Sonha em jogar em algum time?

Meu maior sonho como profissional é poder jogar no Real Madrid, Barcelona ou Manchester United, que são os maiores times do mundo para mim. Eu fico impressionado vendo os caras jogando, acompanho desde pequeno. É o sonho da minha vida, ia ser a maior emoção do mundo. Espero que Deus me permita viver isso algum dia.

E no Brasil?

Não. Quando cheguei ao Bahia, eu avisei que queria ficar aqui e não tinha interesse em jogar em outro clube. Já existiu essa resenha de que o Cruzeiro queria e pedi ao empresário para fazer de tudo para não ir. Eu realmente quero ficar aqui, não tem motivo para sair.

Por que esse apego ao Bahia?

É onde eu quero fazer história. Porque foi o único clube que me abriu as portas e de uma forma muito rápida, que me surpreendeu. A torcida também me acolheu com um carinho impressionante, o elenco gosta de mim, a diretoria é muito correta comigo. A torcida do Bahia é muito apaixonada. Acho que é a que mais ama o time no Brasil. Não dá vontade nenhuma de sair daqui.

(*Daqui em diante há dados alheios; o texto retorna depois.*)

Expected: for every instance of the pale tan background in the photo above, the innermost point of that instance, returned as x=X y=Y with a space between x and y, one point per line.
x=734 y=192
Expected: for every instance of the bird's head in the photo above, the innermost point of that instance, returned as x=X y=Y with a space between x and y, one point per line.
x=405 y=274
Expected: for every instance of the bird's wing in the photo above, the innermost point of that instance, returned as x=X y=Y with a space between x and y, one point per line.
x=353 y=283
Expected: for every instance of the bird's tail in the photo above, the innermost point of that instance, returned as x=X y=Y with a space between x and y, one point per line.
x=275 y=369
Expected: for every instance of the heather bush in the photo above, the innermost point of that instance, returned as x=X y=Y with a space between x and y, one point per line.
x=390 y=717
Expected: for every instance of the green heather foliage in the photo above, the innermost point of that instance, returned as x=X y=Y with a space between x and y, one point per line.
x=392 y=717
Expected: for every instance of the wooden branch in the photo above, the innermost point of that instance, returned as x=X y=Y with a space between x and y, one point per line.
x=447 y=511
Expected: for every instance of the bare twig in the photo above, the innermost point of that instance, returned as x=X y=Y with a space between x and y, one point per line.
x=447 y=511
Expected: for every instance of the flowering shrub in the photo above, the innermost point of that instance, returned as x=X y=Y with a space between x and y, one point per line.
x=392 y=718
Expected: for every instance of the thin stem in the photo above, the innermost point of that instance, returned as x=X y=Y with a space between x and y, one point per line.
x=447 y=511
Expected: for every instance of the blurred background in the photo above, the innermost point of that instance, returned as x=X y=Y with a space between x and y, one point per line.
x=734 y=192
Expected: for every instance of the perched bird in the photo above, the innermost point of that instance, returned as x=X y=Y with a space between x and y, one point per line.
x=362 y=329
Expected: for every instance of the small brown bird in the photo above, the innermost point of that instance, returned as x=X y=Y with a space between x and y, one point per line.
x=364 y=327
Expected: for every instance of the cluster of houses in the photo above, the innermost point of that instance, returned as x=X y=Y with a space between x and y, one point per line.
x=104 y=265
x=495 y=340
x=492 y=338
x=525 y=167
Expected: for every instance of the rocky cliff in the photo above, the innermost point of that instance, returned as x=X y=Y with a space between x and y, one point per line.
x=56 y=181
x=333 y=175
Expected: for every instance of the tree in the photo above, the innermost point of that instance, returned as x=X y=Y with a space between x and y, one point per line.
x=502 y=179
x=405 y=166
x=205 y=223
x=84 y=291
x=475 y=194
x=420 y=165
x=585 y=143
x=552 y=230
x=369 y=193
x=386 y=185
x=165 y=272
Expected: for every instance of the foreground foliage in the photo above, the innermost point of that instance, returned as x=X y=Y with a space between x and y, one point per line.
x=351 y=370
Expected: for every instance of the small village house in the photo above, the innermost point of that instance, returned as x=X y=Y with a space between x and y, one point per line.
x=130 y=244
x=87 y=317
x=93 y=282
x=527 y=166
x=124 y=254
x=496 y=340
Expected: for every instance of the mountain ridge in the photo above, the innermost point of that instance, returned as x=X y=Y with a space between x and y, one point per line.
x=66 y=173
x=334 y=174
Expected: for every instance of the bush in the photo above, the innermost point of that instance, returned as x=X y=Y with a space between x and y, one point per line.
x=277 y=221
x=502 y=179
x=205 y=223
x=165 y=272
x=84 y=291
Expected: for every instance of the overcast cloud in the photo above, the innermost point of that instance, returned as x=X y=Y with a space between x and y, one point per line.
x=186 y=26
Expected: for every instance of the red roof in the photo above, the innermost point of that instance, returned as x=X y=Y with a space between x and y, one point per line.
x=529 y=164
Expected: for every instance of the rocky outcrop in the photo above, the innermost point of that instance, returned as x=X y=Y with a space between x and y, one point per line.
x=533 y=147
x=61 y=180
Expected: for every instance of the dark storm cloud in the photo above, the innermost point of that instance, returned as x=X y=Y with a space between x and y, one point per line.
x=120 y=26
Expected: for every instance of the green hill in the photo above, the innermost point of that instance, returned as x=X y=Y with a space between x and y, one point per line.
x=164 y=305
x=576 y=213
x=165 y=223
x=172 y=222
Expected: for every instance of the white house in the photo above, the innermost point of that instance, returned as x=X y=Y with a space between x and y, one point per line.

O que você sentiu no seu primeiro gol como profissional?

Nossa Senhora! Eu não sabia o que fazer. Naquele dia, minha namorada me pediu um gol e ela nunca havia pedido isso para mim. Eu prometi que ia tentar. Na hora, eu fiquei sem reação, saí correndo e só consegui me jogar nos braços das torcida. Depois que pensei: “putz, minha namorada!”. Saí correndo para dar entrevista e dediquei a ela.

E quando a carreira acabar?

Quero continuar no meio do futebol, que é tudo na minha vida.

Como técnico?

Talvez. Não entendo muito disso não, mas eu acho muito legal ficar observando, passando as dicas. Vou estudar para isso.